2020 couldn’t have got off to a worse start. Some highly influential people have left us, such as Kobe Bryant, and there has been a surge of natural disasters, such as floods in Indonesia, earthquakes in Turkey and the on-going bushfires in Australia. Most devastating of all, the Coronavirus outbreak has caused a world-wide pandemic with global lockdowns and a death count that’s exponentially rising.
COVID-19 is not only a threat to our immediate health, but it poses the possibility of another 2008 economic crisis. As we know, this can cause deaths and suffering in and of itself; mass unemployment, mass insolvencies, inability to borrow and terrible savings rates.
Whether or not we’re going to see the depth of a 2008 crisis still cannot be predicted. What we do know is that the two crises will be fundamentally different, given that 2008 was a debt crisis that actually threatened the economic system we use as a whole — putting the validity of capitalism under question. This crash, if there is one, will be more akin to an immediate supply and demand issue, where workers cannot work, people fall ill and so on. But there’s certainly light at the end of that tunnel, even if the death counts and the degree of the crisis aren’t certain.
What we do know is that the Coronavirus has already had an impact on the global economy, and thus the Australian economy. On March 9th, the Dow Jones broke its record for the biggest one-day point loss in its market history (-2014). By the 12th, that record had been succeeded (-2352) and had been broken again on the 16th (-2997).
Given that Australia’s economy is increasingly interdependent with its trading partners, both in their exports revenues and vital imports, it comes as no surprise that the economy has contracted recently. What might be a surprise is just how much it has contracted.
Bloomberg recently reported Australia’s economy to have shrunk by a massive 10%. They have speculated that Australia’s economy is on its way to the deepest recession in 90 years, with a GDP predicted to decline by 10% in the first three quarters of the year, with some recovery in the final three months. James McIntyre, the Bloomberg economist who produced the reports, claims that the economy will not reach pre-Coronavirus levels for three years. Tough times ahead, it seems.
This will be something new for many residents of Australia, given that they haven’t seen a recession in almost 30 years. Four quarters in a row, GDP dropped from September 1990 to the same time the following year — a rather long recession. Many Australian’s aren’t old enough to have ever lived through one.
The reasons behind the crash aren’t only the virus itself. As it stands, Australia is actually doing reasonably well with a relatively low number of cases and deaths, although there’s, of course, a huge capacity for growth. Instead though, it’s the measures taken in an effort to prevent the spread of the virus that is affecting the Australian economy — a sacrifice all countries are weighing up. Not only this, but the bushfires in Australia have been going on for so many months now that the country and economy hasn’t had time to heal in preparation for COVID-19.

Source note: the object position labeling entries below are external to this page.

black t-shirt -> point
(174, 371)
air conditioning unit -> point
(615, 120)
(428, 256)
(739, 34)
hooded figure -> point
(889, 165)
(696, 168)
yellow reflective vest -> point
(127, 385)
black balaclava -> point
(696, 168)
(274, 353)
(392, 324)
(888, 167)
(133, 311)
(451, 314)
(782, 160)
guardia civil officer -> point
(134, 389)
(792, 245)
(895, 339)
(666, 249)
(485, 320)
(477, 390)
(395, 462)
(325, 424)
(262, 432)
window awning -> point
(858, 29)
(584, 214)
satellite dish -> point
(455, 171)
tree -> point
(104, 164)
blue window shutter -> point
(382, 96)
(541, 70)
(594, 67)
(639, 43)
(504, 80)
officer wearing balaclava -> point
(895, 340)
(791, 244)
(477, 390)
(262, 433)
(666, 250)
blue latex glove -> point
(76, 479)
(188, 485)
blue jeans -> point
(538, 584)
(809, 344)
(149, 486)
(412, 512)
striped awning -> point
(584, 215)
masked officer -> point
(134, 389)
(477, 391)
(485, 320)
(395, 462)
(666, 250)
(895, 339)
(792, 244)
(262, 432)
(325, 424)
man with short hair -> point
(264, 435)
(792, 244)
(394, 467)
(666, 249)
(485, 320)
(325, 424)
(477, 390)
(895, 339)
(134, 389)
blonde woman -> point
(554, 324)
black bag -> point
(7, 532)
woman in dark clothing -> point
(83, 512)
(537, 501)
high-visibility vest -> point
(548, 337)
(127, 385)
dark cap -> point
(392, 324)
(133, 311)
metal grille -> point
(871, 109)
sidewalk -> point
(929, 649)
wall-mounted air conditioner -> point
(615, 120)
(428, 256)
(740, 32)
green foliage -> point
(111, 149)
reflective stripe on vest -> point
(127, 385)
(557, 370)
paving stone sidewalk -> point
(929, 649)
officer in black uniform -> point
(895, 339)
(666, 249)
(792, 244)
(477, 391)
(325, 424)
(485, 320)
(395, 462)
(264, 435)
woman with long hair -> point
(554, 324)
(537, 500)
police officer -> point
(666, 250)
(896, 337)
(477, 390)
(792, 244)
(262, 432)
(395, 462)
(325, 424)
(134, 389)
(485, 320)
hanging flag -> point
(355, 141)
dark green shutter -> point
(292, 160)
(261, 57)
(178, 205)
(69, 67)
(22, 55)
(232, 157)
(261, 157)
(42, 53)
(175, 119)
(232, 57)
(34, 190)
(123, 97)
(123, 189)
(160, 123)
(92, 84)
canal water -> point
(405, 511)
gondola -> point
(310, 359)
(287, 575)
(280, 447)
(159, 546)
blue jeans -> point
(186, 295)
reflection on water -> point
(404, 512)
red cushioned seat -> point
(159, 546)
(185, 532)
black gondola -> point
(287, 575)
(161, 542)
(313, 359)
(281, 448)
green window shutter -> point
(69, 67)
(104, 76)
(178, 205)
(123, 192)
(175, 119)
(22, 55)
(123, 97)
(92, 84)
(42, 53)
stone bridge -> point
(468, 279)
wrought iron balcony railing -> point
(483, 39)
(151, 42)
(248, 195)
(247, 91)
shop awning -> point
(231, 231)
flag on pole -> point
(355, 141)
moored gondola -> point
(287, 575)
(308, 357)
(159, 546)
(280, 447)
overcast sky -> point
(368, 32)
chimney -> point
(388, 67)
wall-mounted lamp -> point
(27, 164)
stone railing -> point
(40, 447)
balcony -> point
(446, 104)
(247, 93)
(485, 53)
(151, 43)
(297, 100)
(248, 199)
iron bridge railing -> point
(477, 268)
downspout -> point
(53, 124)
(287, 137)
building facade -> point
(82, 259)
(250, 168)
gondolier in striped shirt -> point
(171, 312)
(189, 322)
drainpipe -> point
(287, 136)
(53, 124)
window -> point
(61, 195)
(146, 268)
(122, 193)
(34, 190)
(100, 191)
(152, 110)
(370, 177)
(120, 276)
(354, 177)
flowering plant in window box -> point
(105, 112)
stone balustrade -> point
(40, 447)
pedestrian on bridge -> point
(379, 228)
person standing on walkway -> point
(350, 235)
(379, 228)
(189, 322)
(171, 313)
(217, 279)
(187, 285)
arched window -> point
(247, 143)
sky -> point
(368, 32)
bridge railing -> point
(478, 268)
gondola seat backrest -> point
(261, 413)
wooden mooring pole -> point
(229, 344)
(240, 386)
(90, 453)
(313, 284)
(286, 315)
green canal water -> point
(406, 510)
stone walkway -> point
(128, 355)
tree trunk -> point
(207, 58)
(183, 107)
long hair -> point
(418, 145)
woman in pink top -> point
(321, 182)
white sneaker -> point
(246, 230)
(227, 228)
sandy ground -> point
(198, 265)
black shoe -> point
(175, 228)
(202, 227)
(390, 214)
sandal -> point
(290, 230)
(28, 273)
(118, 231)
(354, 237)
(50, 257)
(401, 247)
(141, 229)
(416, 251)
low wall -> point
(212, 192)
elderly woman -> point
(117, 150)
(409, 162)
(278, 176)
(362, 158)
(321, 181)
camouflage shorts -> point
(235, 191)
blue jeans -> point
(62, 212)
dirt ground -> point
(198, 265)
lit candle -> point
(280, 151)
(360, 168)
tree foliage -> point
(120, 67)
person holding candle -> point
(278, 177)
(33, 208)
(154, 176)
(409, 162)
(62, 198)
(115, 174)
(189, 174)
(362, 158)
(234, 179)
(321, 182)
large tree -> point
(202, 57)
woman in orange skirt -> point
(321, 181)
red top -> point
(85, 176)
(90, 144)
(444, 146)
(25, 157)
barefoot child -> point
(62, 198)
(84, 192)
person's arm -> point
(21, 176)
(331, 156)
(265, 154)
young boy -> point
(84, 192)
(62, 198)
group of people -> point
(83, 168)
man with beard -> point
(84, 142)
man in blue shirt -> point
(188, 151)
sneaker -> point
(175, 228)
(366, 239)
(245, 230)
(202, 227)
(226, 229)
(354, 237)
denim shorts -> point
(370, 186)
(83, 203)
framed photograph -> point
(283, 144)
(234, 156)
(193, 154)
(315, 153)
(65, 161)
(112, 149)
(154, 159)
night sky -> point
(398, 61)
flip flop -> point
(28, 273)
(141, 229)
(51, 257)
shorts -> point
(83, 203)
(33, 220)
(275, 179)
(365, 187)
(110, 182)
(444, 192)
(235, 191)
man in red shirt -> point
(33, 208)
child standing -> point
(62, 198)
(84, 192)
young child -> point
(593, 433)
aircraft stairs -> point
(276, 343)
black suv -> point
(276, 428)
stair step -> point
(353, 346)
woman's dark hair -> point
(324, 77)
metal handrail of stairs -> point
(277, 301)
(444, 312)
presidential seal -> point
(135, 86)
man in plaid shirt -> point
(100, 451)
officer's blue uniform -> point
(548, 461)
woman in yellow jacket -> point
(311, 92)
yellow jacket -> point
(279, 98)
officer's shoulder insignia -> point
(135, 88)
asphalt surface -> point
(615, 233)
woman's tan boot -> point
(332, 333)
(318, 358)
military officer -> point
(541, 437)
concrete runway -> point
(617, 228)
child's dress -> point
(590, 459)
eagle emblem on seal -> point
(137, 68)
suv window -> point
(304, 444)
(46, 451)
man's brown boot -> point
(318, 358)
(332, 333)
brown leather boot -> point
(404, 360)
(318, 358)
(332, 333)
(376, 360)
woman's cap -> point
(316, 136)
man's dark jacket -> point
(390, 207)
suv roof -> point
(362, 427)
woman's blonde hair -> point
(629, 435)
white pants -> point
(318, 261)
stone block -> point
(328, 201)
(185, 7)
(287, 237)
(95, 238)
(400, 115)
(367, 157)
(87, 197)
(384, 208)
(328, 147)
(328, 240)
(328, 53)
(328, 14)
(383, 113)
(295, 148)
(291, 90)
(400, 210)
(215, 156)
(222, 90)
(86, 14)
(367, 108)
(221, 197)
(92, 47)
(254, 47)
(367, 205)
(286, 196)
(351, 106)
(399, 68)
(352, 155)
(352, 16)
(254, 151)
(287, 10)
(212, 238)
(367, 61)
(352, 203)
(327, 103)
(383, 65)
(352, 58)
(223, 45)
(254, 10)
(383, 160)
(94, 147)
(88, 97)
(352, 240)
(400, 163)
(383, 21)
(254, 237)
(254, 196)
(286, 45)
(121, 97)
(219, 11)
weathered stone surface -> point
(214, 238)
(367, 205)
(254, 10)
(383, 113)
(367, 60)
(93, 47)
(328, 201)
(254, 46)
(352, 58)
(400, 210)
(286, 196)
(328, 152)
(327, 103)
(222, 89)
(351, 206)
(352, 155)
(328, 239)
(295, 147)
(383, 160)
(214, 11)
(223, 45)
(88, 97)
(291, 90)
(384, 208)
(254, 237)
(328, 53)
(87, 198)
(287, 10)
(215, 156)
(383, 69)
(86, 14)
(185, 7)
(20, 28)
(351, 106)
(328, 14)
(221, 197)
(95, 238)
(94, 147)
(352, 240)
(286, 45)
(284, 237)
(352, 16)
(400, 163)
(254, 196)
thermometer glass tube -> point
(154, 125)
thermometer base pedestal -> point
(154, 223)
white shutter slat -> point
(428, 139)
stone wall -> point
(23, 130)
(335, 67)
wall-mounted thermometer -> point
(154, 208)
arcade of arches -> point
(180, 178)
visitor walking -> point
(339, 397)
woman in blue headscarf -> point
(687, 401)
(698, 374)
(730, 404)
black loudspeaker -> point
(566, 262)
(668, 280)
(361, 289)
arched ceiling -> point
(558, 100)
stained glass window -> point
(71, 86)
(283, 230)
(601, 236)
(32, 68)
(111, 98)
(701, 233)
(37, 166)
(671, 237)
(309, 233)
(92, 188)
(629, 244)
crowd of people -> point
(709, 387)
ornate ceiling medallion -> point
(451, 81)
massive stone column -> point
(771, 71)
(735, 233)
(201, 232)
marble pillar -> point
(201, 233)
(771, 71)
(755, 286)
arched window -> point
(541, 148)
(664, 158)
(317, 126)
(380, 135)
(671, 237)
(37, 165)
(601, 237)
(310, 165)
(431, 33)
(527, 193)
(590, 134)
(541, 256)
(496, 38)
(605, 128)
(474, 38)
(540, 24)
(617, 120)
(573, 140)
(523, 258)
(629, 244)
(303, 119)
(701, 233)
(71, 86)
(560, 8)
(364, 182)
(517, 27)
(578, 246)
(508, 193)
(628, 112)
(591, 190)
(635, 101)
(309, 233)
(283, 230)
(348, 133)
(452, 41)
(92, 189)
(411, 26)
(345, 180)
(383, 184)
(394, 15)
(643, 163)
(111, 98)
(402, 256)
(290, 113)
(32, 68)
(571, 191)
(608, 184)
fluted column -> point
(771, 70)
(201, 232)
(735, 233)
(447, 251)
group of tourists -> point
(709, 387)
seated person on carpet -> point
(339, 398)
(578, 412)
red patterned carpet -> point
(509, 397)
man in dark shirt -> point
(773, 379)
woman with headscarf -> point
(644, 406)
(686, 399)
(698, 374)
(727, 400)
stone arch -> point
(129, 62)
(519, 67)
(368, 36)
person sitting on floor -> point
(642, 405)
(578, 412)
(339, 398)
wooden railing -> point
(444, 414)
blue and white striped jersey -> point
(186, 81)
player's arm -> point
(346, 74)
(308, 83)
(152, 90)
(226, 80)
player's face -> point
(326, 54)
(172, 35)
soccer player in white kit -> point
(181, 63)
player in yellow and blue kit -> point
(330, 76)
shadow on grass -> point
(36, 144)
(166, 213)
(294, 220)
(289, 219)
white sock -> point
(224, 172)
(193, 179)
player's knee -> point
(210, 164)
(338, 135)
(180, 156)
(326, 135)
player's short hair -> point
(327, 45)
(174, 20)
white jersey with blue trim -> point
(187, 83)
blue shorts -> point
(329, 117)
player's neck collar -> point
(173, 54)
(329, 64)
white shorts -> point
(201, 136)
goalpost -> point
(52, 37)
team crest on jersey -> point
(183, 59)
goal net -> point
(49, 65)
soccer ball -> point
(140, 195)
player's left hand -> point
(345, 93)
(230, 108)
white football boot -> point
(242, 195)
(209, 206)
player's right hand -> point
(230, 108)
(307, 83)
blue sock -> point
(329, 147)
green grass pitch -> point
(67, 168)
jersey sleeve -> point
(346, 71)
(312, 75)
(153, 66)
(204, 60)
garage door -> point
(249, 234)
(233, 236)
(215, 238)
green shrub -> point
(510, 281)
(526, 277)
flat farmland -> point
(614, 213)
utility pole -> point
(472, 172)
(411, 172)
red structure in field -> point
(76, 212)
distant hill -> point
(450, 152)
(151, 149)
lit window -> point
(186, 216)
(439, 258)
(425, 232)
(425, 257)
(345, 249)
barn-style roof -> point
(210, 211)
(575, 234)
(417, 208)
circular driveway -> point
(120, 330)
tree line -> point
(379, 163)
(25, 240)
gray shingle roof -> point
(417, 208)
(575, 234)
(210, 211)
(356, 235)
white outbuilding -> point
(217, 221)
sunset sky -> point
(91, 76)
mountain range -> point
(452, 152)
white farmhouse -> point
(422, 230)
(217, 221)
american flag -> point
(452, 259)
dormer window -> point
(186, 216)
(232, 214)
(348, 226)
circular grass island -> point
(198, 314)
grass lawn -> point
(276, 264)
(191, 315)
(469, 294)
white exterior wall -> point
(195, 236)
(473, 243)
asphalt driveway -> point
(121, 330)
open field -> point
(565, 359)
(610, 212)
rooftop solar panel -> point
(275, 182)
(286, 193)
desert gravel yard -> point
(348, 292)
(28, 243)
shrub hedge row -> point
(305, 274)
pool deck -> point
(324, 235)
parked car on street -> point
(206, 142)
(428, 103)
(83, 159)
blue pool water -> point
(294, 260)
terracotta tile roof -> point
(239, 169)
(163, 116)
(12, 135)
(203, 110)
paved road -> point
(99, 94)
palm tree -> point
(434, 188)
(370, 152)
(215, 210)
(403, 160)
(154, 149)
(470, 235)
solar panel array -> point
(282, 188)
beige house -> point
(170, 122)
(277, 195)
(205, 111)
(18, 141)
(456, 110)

It was on Monday, March 30th that the government would move to stage three. This means a new set of restrictions where skate parks, playgrounds, outdoor gyms and so on closes. This also means that gatherings of more than two people are banned all across the country in order to help prevent the spread of Coronavirus. This was a federal decision, but state governments will be left to enforce the restrictions.
The grim economic reality is that not all businesses and jobs will be able to be saved despite the best efforts of fiscal policymakers.” McIntyre writes in the Bloomberg repor
This is essentially a lockdown, and the reasons for leaving one’s home depends on the state. Generally, these reasons include only obtaining groceries, travelling for work or education, exercise or medical/care reasons.
It is expected that unemployment will rise and housing markets will decline. Despite the Reserve Bank’s interest rate cuts, the housing market appears to be struggling. Aside from the deep economic causes behind this, there’s a simple logistical issue to — viewing homes is difficult under such Coronavirus social distancing rules.
By the nature of the COVID-19 crisis being global, all economies will be hurt. In this sense, one currency may not weaken against another as a direct result of the virus. However, not all countries are experiencing this crisis in the same way. Some have better reserves, resources and healthcare than others, whilst others have a smaller population to care for. If the 10% economic contraction is true for Australia, then this seems quite severe. In this sense, the AUD doesn’t have a promising outlook in 2021.
On the other hand, Australia’s plan to inject $11.4bn into the economy could certainly flatten the recession curve, so to speak. This fiscal injection may be more than many other governments, and this could arguably implement some damage limitation to the economy and thus the AUD — there will no doubt be countries that deal with this crisis worse than Australia’s fiscal readiness.
The good news is that, like the virus, this imminent crash appears to be temporary. Many analysts are predicting a rebound by 2021 in the housing market and economy. Knowing the number of cases that we will endure is the million-dollar question, but we will no doubt see this through. The destruction along its way cannot be understated, but we will recover, social distancing rules will alleviate, and the economy will pick up again.
Whilst it’s vital to flatten the curve to ensure hospitals are not overloaded, this will invariably mean the economic stagnation could be prolonged.